Николай Спиридонович прямо и требовательно посмотрел в лицо Сереже.

– Так вот, запомни: почти всех, кто был делегатом на Семнадцатом съезде, Сталин уничтожил. Я один из последних. Было такое письмо Ленина. Завещание. Перед смертью он его написал. Ленин написал, что Сталина нельзя ставить во главе партии, что он груб, властен, самолюбив. Это было завещание, и мы хотели его выполнить. На Семнадцатом мы чуть не завалили Сталина. Немного теперь осталось людей, которые знают об этом письме, – кто хоть вспоминал о нем вслух, либо в лагере, либо уже расстрелян.

Николай Спиридонович расправил сложенный в гармошку мундштук, закурил, и сладковатый вкусный дымок потянулся к Сереже.

– Но мы тогда не знали… Мы даже не догадывались… Мы даже подумать не могли, кто такой Сталин в действительности. Тиран. Всех, кто когда-либо сказал против него хоть слово, уничтожил. Объявил врагами народа. Горько мне, что не поговорил с тобой об этом раньше. Боялся – не поймешь. А сейчас – нет времени. – Он отбросил папиросу, и лицо его стало жестким, собранным, лицом командира, большого военачальника.

– Вот. Домой ты больше не пойдешь. Пойдешь к тете Соне, на Соломянку.

Тетей Соней звали полуслепую старуху, дальнюю родственницу покойной Сережиной матери.

– Там подождешь, пока меня арестуют. Ты об этом узнаешь. Из газет. Да и по радио скажут. Про врага народа – Боголюбова. А тогда…

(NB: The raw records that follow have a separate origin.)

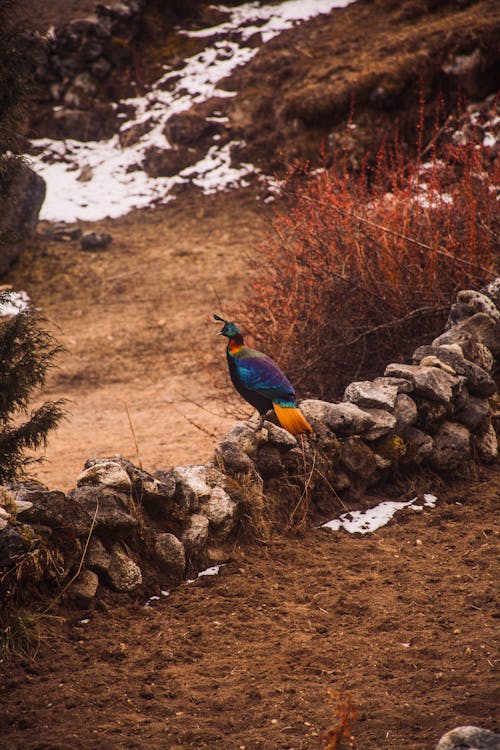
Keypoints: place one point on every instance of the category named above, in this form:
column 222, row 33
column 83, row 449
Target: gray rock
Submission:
column 123, row 574
column 62, row 232
column 452, row 447
column 382, row 423
column 95, row 240
column 109, row 473
column 419, row 445
column 244, row 435
column 52, row 508
column 368, row 394
column 469, row 738
column 406, row 413
column 191, row 486
column 479, row 381
column 220, row 509
column 169, row 551
column 487, row 445
column 483, row 357
column 12, row 544
column 431, row 414
column 403, row 385
column 480, row 328
column 84, row 589
column 114, row 509
column 475, row 415
column 153, row 489
column 269, row 462
column 492, row 290
column 195, row 536
column 279, row 437
column 234, row 460
column 359, row 460
column 428, row 382
column 97, row 557
column 22, row 201
column 345, row 419
column 478, row 302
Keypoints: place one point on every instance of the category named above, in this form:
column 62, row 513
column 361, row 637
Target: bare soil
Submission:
column 143, row 372
column 402, row 619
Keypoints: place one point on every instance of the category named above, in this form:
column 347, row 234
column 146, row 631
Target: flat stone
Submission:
column 479, row 381
column 195, row 536
column 428, row 382
column 112, row 509
column 169, row 551
column 345, row 418
column 487, row 445
column 123, row 574
column 452, row 447
column 279, row 437
column 97, row 558
column 402, row 385
column 109, row 473
column 220, row 509
column 480, row 328
column 475, row 415
column 368, row 394
column 406, row 413
column 382, row 423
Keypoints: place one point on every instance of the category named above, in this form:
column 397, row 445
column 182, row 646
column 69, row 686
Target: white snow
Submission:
column 117, row 181
column 366, row 521
column 14, row 303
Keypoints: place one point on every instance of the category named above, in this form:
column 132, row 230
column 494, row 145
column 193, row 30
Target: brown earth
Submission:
column 136, row 323
column 402, row 619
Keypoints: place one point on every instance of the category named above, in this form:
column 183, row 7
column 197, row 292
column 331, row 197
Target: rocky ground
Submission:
column 402, row 619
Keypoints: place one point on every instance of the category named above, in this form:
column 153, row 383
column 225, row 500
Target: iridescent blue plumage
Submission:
column 259, row 380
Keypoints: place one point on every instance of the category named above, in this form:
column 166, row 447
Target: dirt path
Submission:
column 136, row 323
column 401, row 619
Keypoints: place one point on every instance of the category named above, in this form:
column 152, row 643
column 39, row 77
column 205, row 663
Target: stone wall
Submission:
column 125, row 529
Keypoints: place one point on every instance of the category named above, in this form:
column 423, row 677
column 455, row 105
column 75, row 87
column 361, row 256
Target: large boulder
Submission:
column 429, row 382
column 452, row 447
column 22, row 199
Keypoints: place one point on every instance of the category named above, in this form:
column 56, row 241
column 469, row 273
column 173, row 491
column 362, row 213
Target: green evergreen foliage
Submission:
column 27, row 351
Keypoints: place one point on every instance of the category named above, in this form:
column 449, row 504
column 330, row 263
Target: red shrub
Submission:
column 359, row 270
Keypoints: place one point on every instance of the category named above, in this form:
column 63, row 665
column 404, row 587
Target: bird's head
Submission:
column 229, row 329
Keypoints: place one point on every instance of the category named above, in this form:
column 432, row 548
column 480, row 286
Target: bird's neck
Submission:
column 235, row 343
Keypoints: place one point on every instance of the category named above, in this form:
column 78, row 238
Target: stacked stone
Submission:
column 437, row 411
column 120, row 521
column 117, row 515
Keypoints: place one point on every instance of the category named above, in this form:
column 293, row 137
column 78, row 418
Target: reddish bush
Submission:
column 359, row 270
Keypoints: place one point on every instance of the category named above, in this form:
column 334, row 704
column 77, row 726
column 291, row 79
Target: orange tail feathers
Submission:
column 292, row 419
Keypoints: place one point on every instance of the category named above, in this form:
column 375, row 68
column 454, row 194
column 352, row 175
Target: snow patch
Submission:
column 366, row 521
column 118, row 182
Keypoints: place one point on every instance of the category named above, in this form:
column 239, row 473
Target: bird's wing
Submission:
column 260, row 373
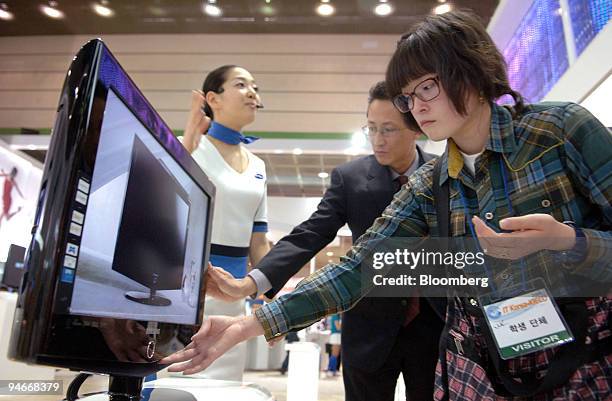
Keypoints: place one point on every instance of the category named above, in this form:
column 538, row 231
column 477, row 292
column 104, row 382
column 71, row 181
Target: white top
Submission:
column 240, row 198
column 470, row 161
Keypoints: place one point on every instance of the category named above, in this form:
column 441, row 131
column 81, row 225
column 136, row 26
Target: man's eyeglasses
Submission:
column 426, row 90
column 385, row 132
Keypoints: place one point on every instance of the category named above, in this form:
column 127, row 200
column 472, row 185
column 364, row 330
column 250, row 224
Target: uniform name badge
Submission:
column 526, row 323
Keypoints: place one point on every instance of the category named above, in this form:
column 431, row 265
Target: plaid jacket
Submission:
column 558, row 160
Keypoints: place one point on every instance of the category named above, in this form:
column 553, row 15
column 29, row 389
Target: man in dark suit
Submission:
column 381, row 337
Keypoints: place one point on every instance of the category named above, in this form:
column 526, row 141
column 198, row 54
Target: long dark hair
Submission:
column 457, row 48
column 214, row 82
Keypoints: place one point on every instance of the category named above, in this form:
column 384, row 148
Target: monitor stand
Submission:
column 124, row 388
column 151, row 298
column 148, row 299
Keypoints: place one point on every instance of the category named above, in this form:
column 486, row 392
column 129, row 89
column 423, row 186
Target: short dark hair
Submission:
column 214, row 83
column 378, row 91
column 456, row 47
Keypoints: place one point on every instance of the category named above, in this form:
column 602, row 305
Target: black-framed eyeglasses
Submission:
column 385, row 132
column 426, row 90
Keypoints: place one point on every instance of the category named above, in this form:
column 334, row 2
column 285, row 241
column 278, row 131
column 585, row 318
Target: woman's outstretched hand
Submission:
column 197, row 122
column 216, row 336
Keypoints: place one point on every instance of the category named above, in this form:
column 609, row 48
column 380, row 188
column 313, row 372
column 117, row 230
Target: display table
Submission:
column 303, row 377
column 10, row 370
column 208, row 389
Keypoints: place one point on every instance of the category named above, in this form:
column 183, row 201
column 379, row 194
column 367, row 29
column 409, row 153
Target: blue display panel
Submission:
column 588, row 18
column 537, row 54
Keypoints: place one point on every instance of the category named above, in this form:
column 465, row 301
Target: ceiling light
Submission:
column 383, row 9
column 325, row 9
column 5, row 14
column 102, row 10
column 212, row 10
column 442, row 8
column 51, row 12
column 267, row 10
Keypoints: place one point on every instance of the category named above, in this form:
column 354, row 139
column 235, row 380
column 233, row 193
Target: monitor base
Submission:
column 127, row 388
column 148, row 394
column 147, row 299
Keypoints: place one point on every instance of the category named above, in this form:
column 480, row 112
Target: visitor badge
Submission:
column 526, row 323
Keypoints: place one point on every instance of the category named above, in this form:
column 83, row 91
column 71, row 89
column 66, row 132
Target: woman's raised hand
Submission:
column 197, row 123
column 216, row 336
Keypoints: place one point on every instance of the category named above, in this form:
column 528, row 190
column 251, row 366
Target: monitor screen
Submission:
column 141, row 240
column 114, row 276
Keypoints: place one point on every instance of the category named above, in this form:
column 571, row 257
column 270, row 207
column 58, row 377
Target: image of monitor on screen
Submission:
column 150, row 247
column 121, row 238
column 141, row 235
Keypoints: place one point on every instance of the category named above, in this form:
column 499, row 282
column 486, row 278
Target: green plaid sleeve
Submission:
column 588, row 148
column 337, row 287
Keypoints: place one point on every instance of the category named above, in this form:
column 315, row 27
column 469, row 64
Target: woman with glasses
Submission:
column 227, row 103
column 531, row 182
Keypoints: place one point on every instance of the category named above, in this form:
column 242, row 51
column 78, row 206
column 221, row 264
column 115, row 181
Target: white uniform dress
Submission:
column 240, row 209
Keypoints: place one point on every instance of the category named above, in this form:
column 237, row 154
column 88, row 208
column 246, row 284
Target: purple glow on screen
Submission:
column 112, row 75
column 588, row 18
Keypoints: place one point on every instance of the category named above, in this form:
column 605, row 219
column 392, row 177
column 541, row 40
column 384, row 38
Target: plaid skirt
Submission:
column 471, row 379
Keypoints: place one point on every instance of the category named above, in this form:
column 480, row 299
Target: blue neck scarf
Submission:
column 228, row 135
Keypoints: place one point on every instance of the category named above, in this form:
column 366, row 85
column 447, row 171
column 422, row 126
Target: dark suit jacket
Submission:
column 359, row 192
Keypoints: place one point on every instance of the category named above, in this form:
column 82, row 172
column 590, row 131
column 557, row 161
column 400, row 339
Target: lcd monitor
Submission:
column 117, row 264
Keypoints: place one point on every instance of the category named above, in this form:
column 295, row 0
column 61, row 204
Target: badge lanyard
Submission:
column 526, row 323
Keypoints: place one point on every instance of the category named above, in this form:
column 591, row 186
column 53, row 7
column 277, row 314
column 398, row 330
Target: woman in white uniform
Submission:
column 227, row 103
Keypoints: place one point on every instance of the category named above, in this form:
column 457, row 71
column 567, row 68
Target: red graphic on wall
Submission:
column 7, row 194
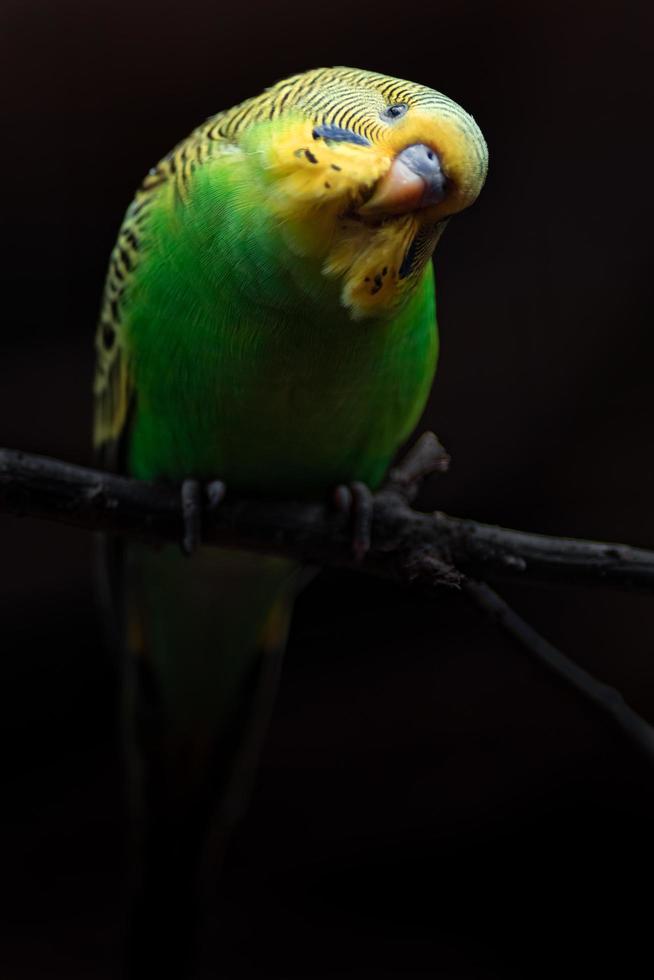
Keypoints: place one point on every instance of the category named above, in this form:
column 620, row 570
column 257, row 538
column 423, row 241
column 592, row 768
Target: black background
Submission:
column 430, row 803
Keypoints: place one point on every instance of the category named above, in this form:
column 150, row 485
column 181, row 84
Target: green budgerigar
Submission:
column 269, row 322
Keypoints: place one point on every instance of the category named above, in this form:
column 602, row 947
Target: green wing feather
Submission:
column 254, row 329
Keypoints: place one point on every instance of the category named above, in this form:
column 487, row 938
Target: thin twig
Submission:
column 609, row 701
column 316, row 533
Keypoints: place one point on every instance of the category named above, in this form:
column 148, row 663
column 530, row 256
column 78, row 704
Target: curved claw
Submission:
column 191, row 515
column 356, row 500
column 192, row 510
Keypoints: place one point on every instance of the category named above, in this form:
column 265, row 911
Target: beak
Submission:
column 415, row 180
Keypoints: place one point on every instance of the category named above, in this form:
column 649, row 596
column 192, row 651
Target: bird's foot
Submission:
column 198, row 498
column 426, row 456
column 357, row 502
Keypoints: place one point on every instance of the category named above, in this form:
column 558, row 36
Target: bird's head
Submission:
column 362, row 172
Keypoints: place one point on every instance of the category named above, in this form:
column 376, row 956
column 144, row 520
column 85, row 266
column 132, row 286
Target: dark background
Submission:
column 430, row 803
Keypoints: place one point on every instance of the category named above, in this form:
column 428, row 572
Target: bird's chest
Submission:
column 285, row 408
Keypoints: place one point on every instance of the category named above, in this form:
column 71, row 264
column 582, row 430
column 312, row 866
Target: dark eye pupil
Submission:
column 394, row 111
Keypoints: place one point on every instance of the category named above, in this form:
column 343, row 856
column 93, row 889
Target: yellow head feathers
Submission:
column 321, row 142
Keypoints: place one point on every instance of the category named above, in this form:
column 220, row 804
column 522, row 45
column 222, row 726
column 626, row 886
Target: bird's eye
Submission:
column 395, row 111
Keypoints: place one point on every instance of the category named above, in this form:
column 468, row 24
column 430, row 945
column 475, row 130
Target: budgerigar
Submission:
column 268, row 321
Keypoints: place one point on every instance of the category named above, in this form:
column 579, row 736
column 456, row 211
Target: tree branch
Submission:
column 412, row 548
column 605, row 698
column 310, row 531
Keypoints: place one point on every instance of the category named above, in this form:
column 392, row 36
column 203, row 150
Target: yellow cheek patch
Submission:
column 370, row 262
column 311, row 182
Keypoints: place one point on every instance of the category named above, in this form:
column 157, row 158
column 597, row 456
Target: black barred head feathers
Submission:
column 363, row 171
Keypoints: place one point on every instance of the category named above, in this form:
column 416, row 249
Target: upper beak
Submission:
column 415, row 180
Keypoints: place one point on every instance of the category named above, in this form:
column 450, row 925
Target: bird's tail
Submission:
column 204, row 638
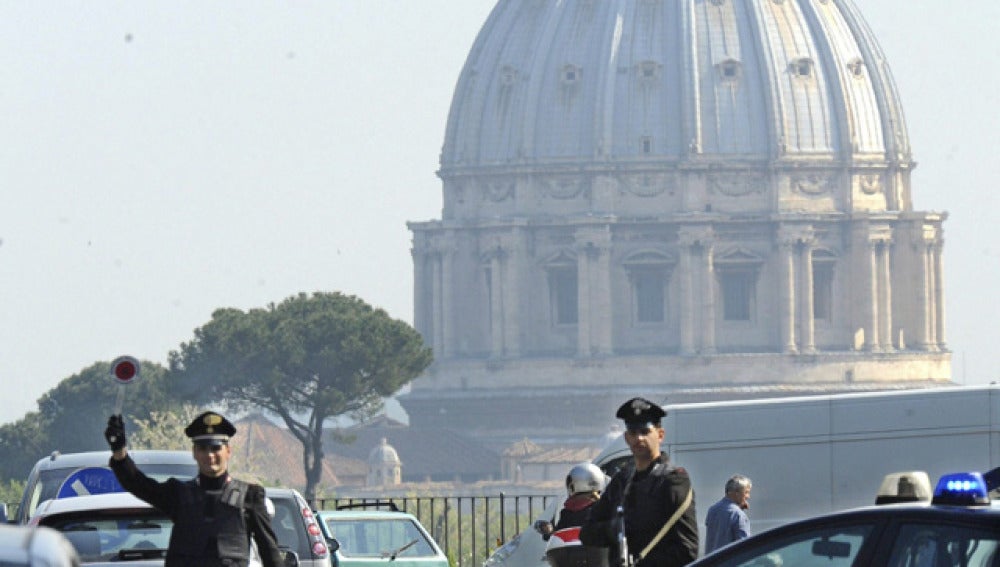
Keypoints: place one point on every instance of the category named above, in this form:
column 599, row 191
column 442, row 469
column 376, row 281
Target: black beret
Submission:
column 210, row 428
column 640, row 412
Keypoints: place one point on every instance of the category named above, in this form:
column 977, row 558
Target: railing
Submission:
column 468, row 528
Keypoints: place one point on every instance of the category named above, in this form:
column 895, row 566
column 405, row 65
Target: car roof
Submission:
column 367, row 514
column 58, row 460
column 109, row 501
column 30, row 545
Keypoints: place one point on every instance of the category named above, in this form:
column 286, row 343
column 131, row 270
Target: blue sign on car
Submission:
column 89, row 480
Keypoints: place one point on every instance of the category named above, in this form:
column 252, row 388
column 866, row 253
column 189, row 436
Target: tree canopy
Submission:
column 307, row 359
column 71, row 416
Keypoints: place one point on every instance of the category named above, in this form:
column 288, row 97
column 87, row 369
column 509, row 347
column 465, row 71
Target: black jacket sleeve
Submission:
column 259, row 525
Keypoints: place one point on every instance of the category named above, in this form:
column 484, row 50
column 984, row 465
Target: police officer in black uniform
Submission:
column 214, row 514
column 656, row 500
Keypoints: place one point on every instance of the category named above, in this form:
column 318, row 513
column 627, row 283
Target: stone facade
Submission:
column 718, row 196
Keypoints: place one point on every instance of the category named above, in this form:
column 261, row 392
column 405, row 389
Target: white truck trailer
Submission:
column 812, row 455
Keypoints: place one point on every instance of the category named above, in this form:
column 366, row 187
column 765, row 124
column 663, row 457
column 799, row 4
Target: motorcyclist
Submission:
column 584, row 485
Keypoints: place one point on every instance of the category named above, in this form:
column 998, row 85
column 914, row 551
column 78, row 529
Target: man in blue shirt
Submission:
column 727, row 519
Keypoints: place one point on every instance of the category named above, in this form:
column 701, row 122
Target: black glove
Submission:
column 115, row 432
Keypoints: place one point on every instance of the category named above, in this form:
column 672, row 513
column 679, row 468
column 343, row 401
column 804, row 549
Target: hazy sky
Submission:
column 164, row 159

Плечи Николая Спиридоновича обмякли, он подогнул ногу и, поглаживая голенище, медленно сказал:

– Помочь я тебе не смогу почти ничем И все же кое-что я для тебя сделал. Запоминай: вот здесь, между корнями этой сосны, тут, между двумя этими корнями, зарыт пустой патронный цинк. В нем паспорт на имя Павла Ивановича Шевченко с твоей фотографией. Такой человек существует. Он живет в тринадцатом детском доме. Когда есть такой настоящий человек, труднее установить, что паспорт фальшивый. Этот мальчик старше тебя на год. Он подкидыш. Родители его неизвестны. Павлом Шевченко его назвали потому, что там, в детском доме, есть такая традиция: подобрал его у детского дома сторож, а фамилия сторожа Шевченко. Вот и стал мальчик Шевченко. У сторожа умер сын, звали сына Павлом. Сторож и назвал мальчонку Павлом. А Иванович он потому, что сторожа зовут Иван… Ну да все это написано в бумаге, которая лежит там же, в цинке. Это да еще кто директор в детдоме, кто воспитатели, фамилии и имена ребят, которые с ним учатся. Все это ты должен будешь выучить, твердо выучить – наизусть, а бумагу сжечь. От того, как ты все это запомнишь, зависит твоя жизнь. Понятно?

Сережа не ответил.

– Кроме того, там школьный табель об окончании девяти классов и немного денег. Когда узнаешь, что меня взяли, придешь сюда, откопаешь коробку, вынешь все, что в ней, выучишь биографию, сожжешь бумагу и сразу же уезжай из Киева. Иначе – и тебе будет очень плохо. Уезжай, а куда – я не спрашиваю. Мне этого лучше не знать. Все. Пойдем. Запоминай дорогу.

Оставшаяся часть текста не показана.